Obwohl bei musikalischer Improvisation hin und wieder Zufälle eine Rolle spielen, machen diese Aufnahmen mit Alexander von Schlippenbach und Sven Ake Johansson erlebbar, wie beide diesen Prozeß steuern, wie konsequent sie bestimmte musikalische Materialien auswählen und andere ausklammern, mit welcher Präzision sie miteinander zu kommunizieren vermögen. „Instant composing“ erscheint noch immer die beste Begriffsprägung dafür, weil sie beides, das Moment des Spontanen und die Intention des Strukturierens in sich vereint.

Alexander von Schlippenbach und Sven-Åke Johansson spielen permanent dialogisch und agieren oft simultan solistisch. Das setzt viel Sensibilität, kompatible Klangvorstellungen und gemeinsame Spielerfahrungen voraus. In groß angelegten Spannungsbögen, Verdichtungen und Entflechtungen des Geschehens gelingen ihnen - sowohl in der parallelen Bewegung als auch in der Kontradiktion - sehr genaue Entsprechungen. Die perkussiven Aspekte im Spiel des Pianisten und die Klang orientierten Aktionen des Schlagzeugers machen die Korrespondenzen besonders deutlich. Entscheidend bleibt gewiß die im Jazz fundierte und zugleich über diesen hinausweisende Musizierhaltung.

Von einem starken, auch physisch erlebbaren Drive beflügelt, erzeugt das Duo in der Überlagerung von rhythmischen Regel- und Unregelmäßigkeiten eine faszinierende Dynamik.

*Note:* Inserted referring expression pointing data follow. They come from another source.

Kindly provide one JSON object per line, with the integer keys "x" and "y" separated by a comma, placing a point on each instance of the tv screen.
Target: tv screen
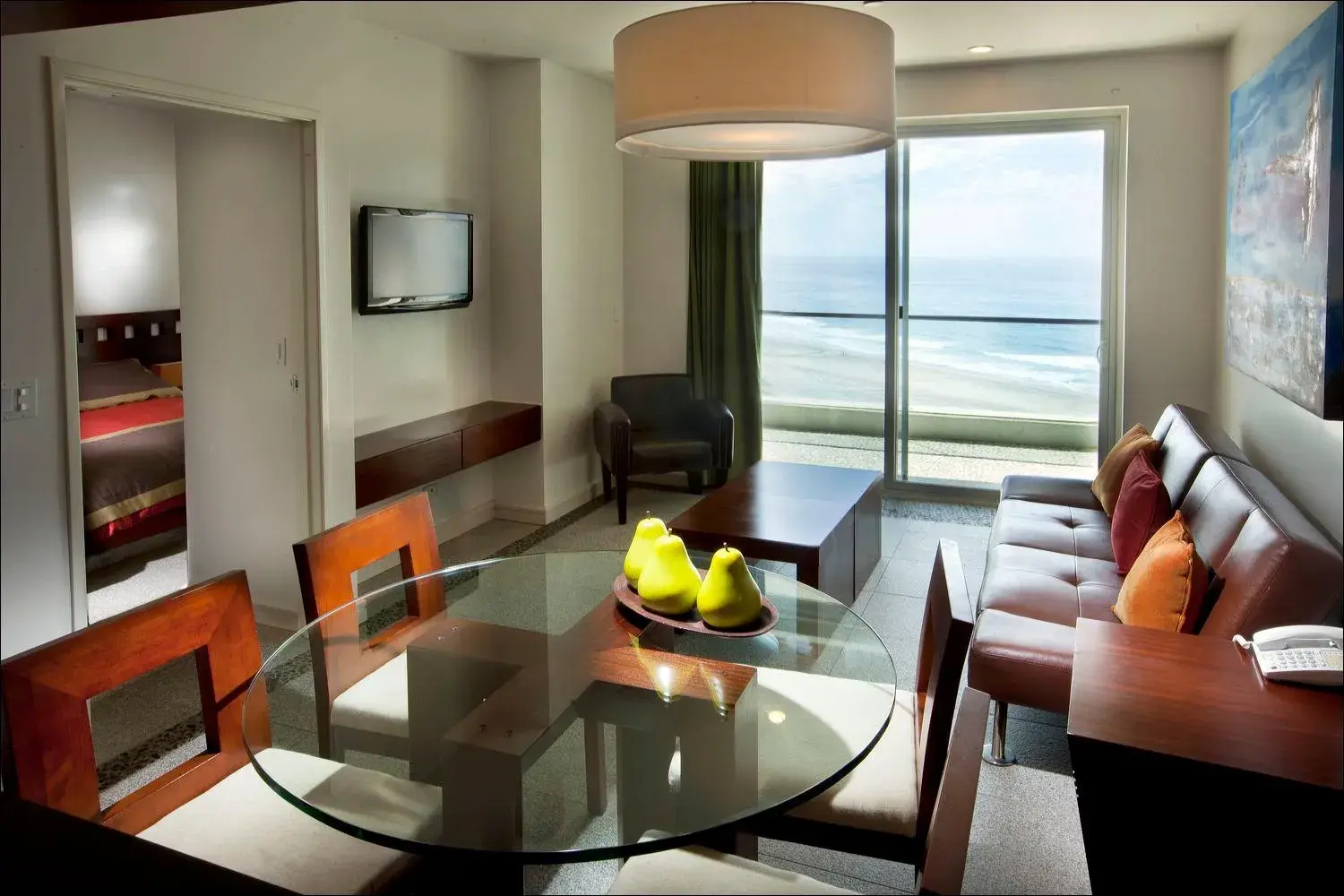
{"x": 413, "y": 261}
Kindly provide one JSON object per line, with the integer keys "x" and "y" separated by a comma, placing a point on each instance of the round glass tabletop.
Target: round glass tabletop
{"x": 513, "y": 707}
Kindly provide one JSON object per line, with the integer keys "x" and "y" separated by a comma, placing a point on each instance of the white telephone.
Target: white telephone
{"x": 1306, "y": 654}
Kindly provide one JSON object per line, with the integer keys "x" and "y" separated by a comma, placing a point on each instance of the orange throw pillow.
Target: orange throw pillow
{"x": 1112, "y": 473}
{"x": 1166, "y": 586}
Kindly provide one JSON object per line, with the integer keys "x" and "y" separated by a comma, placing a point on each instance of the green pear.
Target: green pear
{"x": 728, "y": 597}
{"x": 668, "y": 582}
{"x": 645, "y": 533}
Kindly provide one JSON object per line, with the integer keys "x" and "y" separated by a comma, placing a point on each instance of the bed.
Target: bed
{"x": 131, "y": 427}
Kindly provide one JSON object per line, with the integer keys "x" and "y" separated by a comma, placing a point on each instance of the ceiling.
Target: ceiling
{"x": 578, "y": 35}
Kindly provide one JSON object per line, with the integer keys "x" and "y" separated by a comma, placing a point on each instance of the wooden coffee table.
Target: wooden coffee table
{"x": 825, "y": 519}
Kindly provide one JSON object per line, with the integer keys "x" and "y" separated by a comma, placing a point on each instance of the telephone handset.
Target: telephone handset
{"x": 1306, "y": 654}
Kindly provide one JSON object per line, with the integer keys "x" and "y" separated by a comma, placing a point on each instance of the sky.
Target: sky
{"x": 986, "y": 196}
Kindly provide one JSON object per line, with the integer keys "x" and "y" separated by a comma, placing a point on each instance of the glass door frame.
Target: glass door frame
{"x": 1115, "y": 125}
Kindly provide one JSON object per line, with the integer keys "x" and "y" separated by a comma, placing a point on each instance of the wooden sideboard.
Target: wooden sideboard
{"x": 405, "y": 457}
{"x": 1196, "y": 774}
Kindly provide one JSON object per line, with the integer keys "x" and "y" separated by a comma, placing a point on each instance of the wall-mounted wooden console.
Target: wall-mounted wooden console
{"x": 392, "y": 461}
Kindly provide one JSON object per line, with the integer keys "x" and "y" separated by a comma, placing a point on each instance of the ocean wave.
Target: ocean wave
{"x": 1067, "y": 362}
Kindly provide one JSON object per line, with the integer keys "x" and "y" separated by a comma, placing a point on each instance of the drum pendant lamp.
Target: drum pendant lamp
{"x": 755, "y": 81}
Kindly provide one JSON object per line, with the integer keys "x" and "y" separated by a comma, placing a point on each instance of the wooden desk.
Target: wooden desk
{"x": 825, "y": 519}
{"x": 403, "y": 457}
{"x": 1193, "y": 772}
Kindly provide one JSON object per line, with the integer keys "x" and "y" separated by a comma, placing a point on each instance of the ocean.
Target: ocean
{"x": 959, "y": 367}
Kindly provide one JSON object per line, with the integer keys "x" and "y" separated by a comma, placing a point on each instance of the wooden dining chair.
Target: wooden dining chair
{"x": 214, "y": 806}
{"x": 362, "y": 699}
{"x": 362, "y": 686}
{"x": 909, "y": 801}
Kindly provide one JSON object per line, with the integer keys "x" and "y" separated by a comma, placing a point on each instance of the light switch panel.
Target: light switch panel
{"x": 19, "y": 400}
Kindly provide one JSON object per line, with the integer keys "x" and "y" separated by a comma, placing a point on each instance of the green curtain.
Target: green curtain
{"x": 723, "y": 314}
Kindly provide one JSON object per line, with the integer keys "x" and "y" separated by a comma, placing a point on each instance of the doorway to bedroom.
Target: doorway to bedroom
{"x": 187, "y": 237}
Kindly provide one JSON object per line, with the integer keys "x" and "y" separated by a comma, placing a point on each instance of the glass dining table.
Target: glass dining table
{"x": 513, "y": 712}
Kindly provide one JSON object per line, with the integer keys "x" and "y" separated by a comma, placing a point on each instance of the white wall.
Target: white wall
{"x": 513, "y": 91}
{"x": 1172, "y": 236}
{"x": 656, "y": 263}
{"x": 1301, "y": 452}
{"x": 123, "y": 207}
{"x": 241, "y": 231}
{"x": 400, "y": 118}
{"x": 582, "y": 263}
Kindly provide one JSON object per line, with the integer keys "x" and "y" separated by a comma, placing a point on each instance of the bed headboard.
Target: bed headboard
{"x": 151, "y": 338}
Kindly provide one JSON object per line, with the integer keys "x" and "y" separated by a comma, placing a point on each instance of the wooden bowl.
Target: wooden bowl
{"x": 691, "y": 621}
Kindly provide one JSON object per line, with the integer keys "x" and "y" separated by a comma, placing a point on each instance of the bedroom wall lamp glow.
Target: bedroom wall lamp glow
{"x": 755, "y": 81}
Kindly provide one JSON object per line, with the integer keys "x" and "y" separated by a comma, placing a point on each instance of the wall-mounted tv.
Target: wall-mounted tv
{"x": 413, "y": 260}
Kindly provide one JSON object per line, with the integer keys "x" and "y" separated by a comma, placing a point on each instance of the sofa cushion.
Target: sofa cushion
{"x": 1023, "y": 661}
{"x": 1053, "y": 527}
{"x": 1187, "y": 437}
{"x": 1166, "y": 587}
{"x": 1050, "y": 489}
{"x": 1274, "y": 564}
{"x": 1047, "y": 586}
{"x": 1112, "y": 471}
{"x": 246, "y": 826}
{"x": 1142, "y": 508}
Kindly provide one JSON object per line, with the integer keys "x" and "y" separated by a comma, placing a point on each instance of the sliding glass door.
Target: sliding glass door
{"x": 941, "y": 312}
{"x": 825, "y": 295}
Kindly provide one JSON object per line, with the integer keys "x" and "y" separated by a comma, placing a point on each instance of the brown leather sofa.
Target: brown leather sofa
{"x": 1050, "y": 564}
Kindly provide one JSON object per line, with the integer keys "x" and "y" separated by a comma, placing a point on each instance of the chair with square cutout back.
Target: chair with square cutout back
{"x": 214, "y": 806}
{"x": 910, "y": 799}
{"x": 362, "y": 691}
{"x": 362, "y": 702}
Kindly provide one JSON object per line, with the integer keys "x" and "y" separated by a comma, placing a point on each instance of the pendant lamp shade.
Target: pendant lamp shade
{"x": 755, "y": 81}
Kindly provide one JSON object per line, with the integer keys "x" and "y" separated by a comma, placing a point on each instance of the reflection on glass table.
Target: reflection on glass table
{"x": 548, "y": 724}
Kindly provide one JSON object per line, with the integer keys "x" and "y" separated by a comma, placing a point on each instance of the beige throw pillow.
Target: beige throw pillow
{"x": 1112, "y": 473}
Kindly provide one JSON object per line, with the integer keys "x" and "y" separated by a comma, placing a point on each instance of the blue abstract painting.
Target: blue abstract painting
{"x": 1285, "y": 260}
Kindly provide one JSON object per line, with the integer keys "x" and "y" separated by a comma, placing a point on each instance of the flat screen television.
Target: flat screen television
{"x": 413, "y": 260}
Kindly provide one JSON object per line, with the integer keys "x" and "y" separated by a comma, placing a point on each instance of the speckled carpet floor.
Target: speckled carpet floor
{"x": 1026, "y": 837}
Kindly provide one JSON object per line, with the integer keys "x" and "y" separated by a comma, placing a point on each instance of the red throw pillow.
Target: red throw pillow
{"x": 1142, "y": 509}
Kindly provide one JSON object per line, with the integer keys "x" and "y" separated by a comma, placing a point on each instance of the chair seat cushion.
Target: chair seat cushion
{"x": 823, "y": 716}
{"x": 246, "y": 826}
{"x": 703, "y": 871}
{"x": 378, "y": 702}
{"x": 660, "y": 447}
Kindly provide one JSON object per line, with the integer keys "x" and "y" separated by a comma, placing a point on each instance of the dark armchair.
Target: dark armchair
{"x": 653, "y": 424}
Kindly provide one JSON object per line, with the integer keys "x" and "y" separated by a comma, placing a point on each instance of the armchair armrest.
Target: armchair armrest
{"x": 711, "y": 421}
{"x": 949, "y": 831}
{"x": 612, "y": 435}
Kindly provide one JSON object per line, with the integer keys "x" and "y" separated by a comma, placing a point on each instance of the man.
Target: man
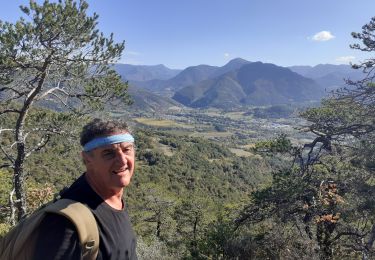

Dabei abstrahieren Schlippenbach und Johansson sowohl vom Idiom des Jazz als auch von der europäischen Klaviertradition bzw. der Neuen Musik. Und doch scheint all dies im positiven Sinne aufgehoben und mitzuschwingen. Was unterschwellig, auf der Ebene eines musikalischen Subtextes mitläuft, kommt stellenweise überraschend an die Oberfläche. Da bricht aus der abstrakten Klangsprache ein Walzer hervor, europäische Populärmusik, die in die kantigen Wendungen des Jazz-Außenseiters Thelonious Monk umkippt, um schließlich zerpflückt, verfremdet und neu zusammengesetzt = komponiert zu werden. Wann zuvor gab es eine so merkwürdige Version von „Round Midnight“ zu hören?

Wenn Sven-Åke Johansson das Akkordeon einsetzt, verstärkt sich der eigenartige Zustand des Flirrens. Bereiche wie Jazz, innovative Klangproduktion, Kunst- und Volksmusik verlieren ihre konturierte Gestalt, entgrenzen sich, fließen ineinander über. Johanssons Gesangsimprovisationen schließlich verrücken all das ins Skurrile, mitunter auch Surreale. Im Assoziationsfeld des von Arnold Schönberg intendierten Sprechgesanges und der Welt der amerikanischen Standards funkelt uns Sonderbares entgegen. Diesen Weg fortschreitend, gestalteten Sven-Åke Johansson und Alexander von Schlippenbach später regelrechte Liederzyklen wie „Idyllen und Katastrophen“, so der recht treffende Titel einer Produktion und eines Programmes. Bei den Aufnahmen von 1976 und 1977 geht es vor allem um die instrumentale Interaktion. Und doch leuchtet mittendrin etwas anderes auf, den Gesamteindruck verstärkend, daß all das nicht mehr in den herkömmlichen Koordinatensystemen unterzubringen ist, daß es um neue Klang- und Erlebniswelten geht. Um musikalische Interaktionen, die wohl vom Jazz ausgehen, aber doch auch Wege zu einer neuen Musik weisen.